Forensic student inspired by groundbreaking of new crime lab

Mary Ralston's Tweet from the groundbreaking

Mary Ralston will graduate before the new Kansas Bureau of Investigation forensic science center opens in October 2015, but it only makes her more excited for her future as a forensic scientist in Kansas.

“After graduation I hope to work for the KBI or a similar type of lab,” said Ralston, who attended Wednesday’s groundbreaking and shared her excitement on Twitter. “I want to work at the KBI and in the forensic science field because it combines science and criminal justice and is not only challenging, but also very rewarding.”

“As a forensic scientist, you combine morals, ethics, science and the law to test evidence and help to determine the innocence or guilt of a suspect,” said Ralston, who is one of about 30 forensic chemical science majors at Washburn now. She’s also involved in the Leadership Institute, recently taking third place in an International Leadership Association simulation competition.

Regardless of where she is working when the new facility opens, Ralston hopes to attend the ribbon cutting. The 100,000 square foot building, with a $55 million price tag, will be top of the line, exceeding industry standards in the amount of space per scientists and in terms of equipment. Kansas Attorney General Derek Schmidt called the groundbreaking the beginning of a “new era of forensic science in Kansas.”

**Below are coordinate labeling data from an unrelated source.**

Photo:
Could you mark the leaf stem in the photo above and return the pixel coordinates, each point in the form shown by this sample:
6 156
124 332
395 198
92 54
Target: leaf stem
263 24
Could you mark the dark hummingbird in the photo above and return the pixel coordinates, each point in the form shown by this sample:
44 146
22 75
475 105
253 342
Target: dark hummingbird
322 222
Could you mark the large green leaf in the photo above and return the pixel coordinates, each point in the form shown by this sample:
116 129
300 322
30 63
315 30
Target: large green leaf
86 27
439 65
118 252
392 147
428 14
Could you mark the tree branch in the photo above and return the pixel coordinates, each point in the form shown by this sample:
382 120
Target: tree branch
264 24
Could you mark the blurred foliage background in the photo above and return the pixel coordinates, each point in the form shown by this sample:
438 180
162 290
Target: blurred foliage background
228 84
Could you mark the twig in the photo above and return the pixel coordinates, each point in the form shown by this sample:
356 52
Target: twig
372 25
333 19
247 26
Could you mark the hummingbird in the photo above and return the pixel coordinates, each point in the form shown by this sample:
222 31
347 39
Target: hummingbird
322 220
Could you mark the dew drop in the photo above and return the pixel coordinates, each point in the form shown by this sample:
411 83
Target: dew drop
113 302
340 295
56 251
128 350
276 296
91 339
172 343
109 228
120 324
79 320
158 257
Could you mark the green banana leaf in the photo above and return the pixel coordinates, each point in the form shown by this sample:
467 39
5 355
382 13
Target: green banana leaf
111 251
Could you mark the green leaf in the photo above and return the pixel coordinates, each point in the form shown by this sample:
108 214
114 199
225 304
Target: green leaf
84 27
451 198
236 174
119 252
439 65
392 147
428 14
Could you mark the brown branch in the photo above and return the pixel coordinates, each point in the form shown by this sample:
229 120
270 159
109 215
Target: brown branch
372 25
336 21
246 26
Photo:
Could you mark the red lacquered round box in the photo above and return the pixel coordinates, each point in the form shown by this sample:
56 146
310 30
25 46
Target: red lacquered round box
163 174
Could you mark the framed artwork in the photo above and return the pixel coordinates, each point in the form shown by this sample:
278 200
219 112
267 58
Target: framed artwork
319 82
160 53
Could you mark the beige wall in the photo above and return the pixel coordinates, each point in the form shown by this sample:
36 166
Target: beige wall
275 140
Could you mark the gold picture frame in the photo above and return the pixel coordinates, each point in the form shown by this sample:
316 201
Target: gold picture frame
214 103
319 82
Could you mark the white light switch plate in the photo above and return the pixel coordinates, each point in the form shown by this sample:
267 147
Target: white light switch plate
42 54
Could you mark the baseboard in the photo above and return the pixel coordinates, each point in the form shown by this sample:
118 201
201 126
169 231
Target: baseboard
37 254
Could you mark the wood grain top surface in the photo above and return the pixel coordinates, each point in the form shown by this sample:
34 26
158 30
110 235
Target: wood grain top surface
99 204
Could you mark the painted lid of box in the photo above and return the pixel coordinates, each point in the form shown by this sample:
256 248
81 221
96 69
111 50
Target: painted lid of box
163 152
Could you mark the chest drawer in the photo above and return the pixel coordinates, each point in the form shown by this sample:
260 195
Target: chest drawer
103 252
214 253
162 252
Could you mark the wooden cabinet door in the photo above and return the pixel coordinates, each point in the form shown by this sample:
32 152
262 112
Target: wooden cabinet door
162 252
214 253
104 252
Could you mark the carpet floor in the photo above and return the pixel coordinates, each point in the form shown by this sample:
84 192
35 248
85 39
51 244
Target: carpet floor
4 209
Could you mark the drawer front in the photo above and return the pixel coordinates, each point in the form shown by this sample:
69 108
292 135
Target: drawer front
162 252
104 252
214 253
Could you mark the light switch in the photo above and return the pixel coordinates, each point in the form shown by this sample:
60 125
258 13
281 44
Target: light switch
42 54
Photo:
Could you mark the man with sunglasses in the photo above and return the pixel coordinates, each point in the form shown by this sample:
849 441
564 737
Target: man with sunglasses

For KBI, the new facility means being able to recruit top talent in the specialized field of forensics. The current laboratory is in the basement of a former school on Taylor Street that was built in 1928.

For Washburn, having the facility on campus will mean academic partnerships unmatched anywhere else in the country. Because KBI scientists will be able to serve as adjunct faculty it will mean the ability to offer specialized training in programs not currently offered, such as digital forensics and forensic accounting in the future. It also will allow for broader and deeper study in programs that are offered now, including criminal justice and forensic chemical science. Opportunities for advanced students to intern with KBI also are being developed.

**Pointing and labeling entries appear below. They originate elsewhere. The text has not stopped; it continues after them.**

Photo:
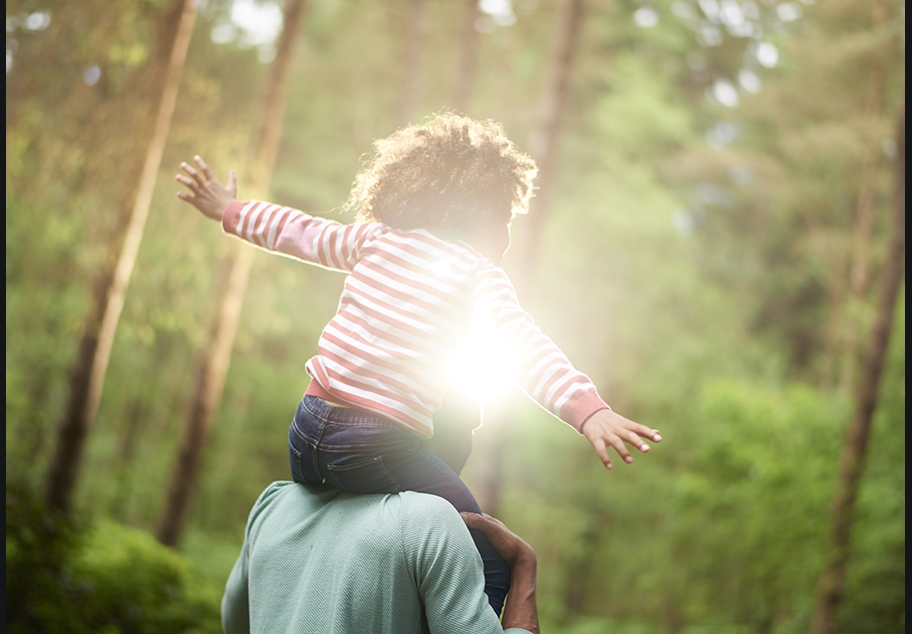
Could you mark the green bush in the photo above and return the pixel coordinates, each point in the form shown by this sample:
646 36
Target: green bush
62 576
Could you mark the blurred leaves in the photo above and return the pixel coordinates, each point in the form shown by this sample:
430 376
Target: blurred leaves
693 266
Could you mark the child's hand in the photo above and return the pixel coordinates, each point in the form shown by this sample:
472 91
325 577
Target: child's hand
606 428
209 196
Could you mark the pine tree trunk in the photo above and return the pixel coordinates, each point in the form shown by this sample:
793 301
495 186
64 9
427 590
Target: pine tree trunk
88 373
841 348
544 142
212 368
465 67
831 585
411 63
543 147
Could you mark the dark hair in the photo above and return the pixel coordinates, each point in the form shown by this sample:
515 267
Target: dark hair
452 173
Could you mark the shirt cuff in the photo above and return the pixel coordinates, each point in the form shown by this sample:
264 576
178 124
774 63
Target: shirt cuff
231 217
580 408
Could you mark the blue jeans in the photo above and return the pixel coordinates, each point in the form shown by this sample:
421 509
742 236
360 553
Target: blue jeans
360 452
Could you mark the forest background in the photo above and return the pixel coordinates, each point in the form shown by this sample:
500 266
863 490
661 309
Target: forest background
709 246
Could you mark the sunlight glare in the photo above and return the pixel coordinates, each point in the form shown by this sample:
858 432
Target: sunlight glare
483 366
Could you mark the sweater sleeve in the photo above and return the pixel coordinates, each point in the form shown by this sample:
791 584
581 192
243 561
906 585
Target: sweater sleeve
543 371
284 230
446 567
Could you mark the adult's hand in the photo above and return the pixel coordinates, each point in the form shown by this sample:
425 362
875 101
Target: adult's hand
208 195
521 610
607 428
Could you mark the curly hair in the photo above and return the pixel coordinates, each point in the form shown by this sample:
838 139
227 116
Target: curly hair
451 173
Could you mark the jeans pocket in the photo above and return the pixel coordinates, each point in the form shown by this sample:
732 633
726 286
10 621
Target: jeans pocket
359 474
301 456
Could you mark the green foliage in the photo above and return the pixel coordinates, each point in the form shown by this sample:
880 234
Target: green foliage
104 578
694 263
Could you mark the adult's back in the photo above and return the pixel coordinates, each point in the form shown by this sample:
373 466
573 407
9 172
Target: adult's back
318 560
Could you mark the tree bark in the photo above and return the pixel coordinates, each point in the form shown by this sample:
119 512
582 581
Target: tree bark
411 63
465 66
87 375
543 148
831 585
212 368
544 141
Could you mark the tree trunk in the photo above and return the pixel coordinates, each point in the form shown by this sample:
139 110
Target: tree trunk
465 66
831 585
411 63
544 142
841 347
543 147
212 368
87 376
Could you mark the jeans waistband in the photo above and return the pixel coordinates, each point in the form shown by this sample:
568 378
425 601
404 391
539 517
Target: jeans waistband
345 415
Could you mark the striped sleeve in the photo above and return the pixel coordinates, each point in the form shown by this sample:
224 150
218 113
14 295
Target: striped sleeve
544 371
294 233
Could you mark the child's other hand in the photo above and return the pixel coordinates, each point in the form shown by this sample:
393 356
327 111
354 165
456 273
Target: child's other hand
209 196
606 429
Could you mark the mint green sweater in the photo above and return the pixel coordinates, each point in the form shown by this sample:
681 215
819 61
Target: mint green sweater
319 561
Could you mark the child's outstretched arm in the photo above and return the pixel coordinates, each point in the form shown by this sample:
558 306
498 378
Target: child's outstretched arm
208 195
607 428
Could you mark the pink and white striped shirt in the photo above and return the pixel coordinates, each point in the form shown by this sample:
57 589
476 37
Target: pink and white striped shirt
409 300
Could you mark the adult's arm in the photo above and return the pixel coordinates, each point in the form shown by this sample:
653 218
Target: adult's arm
236 602
521 610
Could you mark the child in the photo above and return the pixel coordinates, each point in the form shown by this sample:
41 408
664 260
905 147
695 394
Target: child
435 206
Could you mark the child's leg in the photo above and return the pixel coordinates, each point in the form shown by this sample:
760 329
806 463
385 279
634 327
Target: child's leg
358 452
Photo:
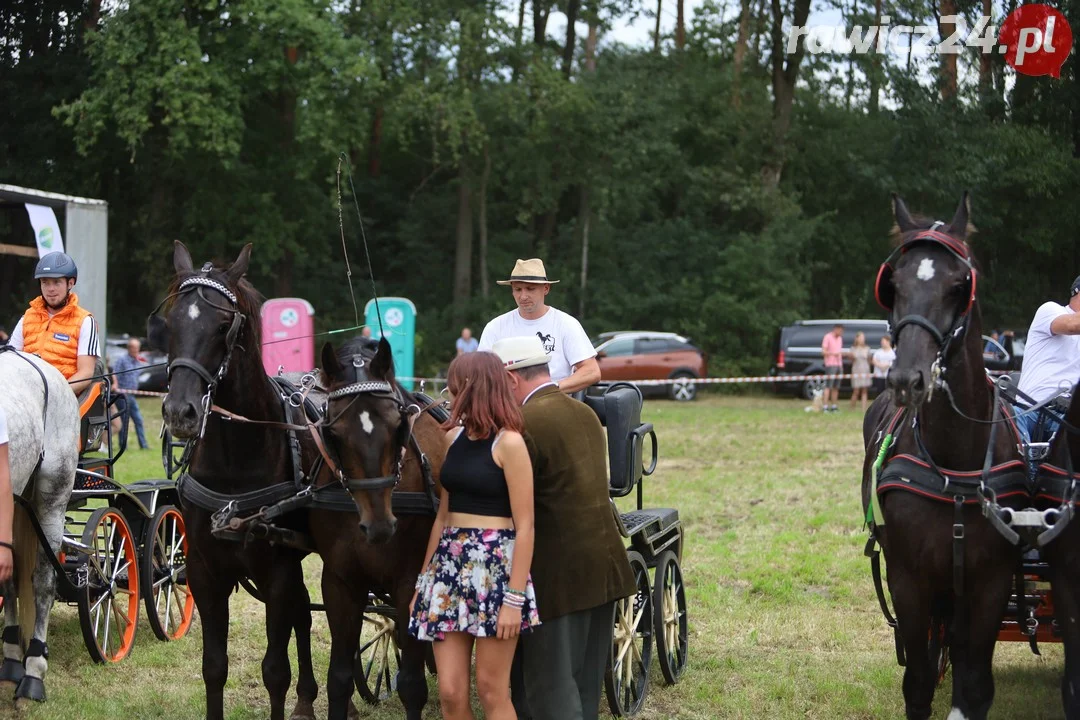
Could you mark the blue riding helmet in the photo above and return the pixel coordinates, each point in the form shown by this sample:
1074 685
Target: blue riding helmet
56 265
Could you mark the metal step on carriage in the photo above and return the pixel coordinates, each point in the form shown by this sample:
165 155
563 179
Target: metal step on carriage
122 544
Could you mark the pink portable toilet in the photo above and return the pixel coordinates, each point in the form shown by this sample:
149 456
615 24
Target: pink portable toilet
287 328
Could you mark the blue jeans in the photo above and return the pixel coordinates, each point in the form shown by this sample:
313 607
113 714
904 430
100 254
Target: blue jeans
132 411
1037 426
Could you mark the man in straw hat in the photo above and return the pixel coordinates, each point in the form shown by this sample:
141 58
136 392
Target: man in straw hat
579 562
572 360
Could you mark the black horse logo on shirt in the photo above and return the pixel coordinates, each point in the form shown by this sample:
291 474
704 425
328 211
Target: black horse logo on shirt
548 340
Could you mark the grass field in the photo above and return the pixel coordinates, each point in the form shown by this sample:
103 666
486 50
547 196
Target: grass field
783 617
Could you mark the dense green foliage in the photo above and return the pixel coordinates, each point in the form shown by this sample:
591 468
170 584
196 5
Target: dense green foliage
472 141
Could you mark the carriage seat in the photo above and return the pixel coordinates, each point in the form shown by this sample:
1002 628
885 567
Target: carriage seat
619 409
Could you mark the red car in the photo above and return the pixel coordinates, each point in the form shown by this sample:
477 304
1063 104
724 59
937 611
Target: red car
645 355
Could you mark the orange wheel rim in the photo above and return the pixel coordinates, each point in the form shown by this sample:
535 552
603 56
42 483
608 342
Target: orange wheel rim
172 598
115 613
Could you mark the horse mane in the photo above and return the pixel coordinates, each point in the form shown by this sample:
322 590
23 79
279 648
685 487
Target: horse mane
896 238
248 299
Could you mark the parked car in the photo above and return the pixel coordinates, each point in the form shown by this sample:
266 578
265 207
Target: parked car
648 355
797 352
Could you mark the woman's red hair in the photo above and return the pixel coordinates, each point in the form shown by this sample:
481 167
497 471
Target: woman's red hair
483 401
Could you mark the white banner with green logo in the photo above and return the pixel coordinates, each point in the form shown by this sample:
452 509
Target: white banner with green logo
46 230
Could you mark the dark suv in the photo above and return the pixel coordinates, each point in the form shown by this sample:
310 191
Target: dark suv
796 351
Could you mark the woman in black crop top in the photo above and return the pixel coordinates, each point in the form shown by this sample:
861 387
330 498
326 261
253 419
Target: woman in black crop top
475 586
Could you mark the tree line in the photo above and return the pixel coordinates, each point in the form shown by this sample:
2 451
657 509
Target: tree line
710 182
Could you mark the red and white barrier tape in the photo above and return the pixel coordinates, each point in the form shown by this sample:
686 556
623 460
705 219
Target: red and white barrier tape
667 381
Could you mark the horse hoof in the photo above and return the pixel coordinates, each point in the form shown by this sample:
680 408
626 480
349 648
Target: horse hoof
11 674
304 710
30 689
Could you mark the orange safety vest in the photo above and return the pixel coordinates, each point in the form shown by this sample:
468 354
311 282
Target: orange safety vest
54 339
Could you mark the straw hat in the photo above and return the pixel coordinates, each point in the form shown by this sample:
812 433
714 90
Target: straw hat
521 351
528 271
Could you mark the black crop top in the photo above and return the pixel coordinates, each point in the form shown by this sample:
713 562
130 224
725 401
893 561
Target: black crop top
476 485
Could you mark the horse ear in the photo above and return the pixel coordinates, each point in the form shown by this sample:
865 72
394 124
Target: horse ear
331 364
157 333
960 225
382 364
238 269
181 258
904 221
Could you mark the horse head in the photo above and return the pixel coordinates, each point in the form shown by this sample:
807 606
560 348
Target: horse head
212 313
368 425
928 287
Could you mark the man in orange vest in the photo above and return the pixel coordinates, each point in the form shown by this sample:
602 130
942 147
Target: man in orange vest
55 327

Ralston said it was inspiring to hear so many leaders from different agencies and institutions discussing the problems facing the forensic science field in Kansas and taking action to address them.

“They worked together to come up with viable, long-term solutions to those problems,” she said. “I think the future of forensic science in Kansas is going to vastly improve; this new lab will help recruit and retain forensic scientists, like myself, for years to come.”

Washburn officials think so, too. At the ceremony Wednesday, Washburn President Jerry Farley told the nearly 300 people gathered that having KBI’s laboratory on campus will “bring prestige to our campus” and elevate the University’s standing among young people who know they want to study in the forensics field. “This is going to be great for our campus.”